Me encontraba recostada contra la espalda de mi hermana, ambas sentadas en la hierba. Ella estaba pintando un árbol con pájaros posados en las ramas. Yo, por mi parte, reflejaba en mis páginas el regreso de papá, y cómo ese día habían aparecido restos de sangre en la jofaina que limpié, junto con la orina de mamá. A lo lejos, pasaban ante nuestros ojos los convoyes ferroviarios que emitían penetrantes silbidos de aviso ante el paso a nivel sin barreras, unos de mercancía, los más largos, y otros de pasajeros.

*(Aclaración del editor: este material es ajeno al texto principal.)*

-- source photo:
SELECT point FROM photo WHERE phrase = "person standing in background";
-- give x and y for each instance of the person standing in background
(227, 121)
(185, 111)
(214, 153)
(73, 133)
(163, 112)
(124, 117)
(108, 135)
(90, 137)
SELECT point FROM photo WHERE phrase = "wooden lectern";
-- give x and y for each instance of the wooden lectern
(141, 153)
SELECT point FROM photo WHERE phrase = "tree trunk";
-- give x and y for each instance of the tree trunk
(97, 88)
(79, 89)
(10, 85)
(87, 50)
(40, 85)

Un alarido precedió a la salida de papá de la casa. Recuerdo que se me pusieron los pelos de punta, y que incluso se me resbaló el cuaderno desde mis rodillas hasta el suelo. Nos levantamos alarmadas. Queríamos preguntarle a papá qué ocurría, pero él ni siquiera nos oía. Nos dijo que teníamos que marcharnos. No entendíamos nada, pero nos tranquilizó cuando dijo que mamá se pondría bien. Añadió que en breve llegaría un médico para atenderla, y también que había elegido precisamente ese día para que lo acompañáramos al bosque de Belovezhskaya Pushcha, a conocer todo aquello por lo que tanto habíamos suspirado.

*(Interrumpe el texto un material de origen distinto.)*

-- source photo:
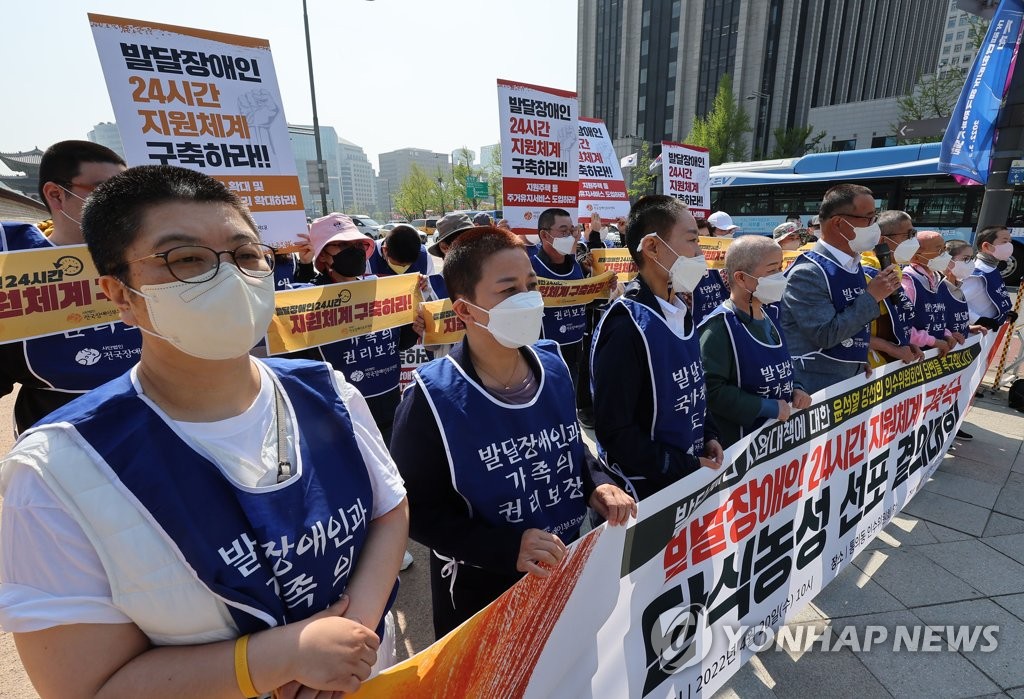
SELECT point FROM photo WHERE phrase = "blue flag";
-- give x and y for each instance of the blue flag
(967, 147)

Sin duda Simona era reticente a subir al viejo vehículo de papá; no en vano tenía dieciséis años recién cumplidos y era más astuta que yo, pero acabó sucumbiendo a la petición de nuestro padre cuando este le mostró las fotografías de bellos parajes que guardaba en la guantera. La hora y media que duró el trayecto se hizo muy pesada, y papá no abrió la boca. Sujetaba el volante con fuerza y no apartaba la vista de la carretera. Su cara era una máscara inescrutable. No sabría decir si estaba preocupado o no. En ese entonces quería pensar que sí. Amaba a mamá y sufría por ella, nervioso porque no estaba en su mano curarla o quizás alejándose por ese mismo motivo, para no sentir el padecimiento desde cerca. La dejaba en manos de un médico que le sajaría el mal de cuajo. En aquel momento de mi infancia, de mi inocencia, es lo que quería creer. Papá nos alejaba de la angustia buscando la paz y el sosiego que solo la naturaleza podía ofrecer, para que no sufriéramos más. Qué ignorante era por aquel entonces.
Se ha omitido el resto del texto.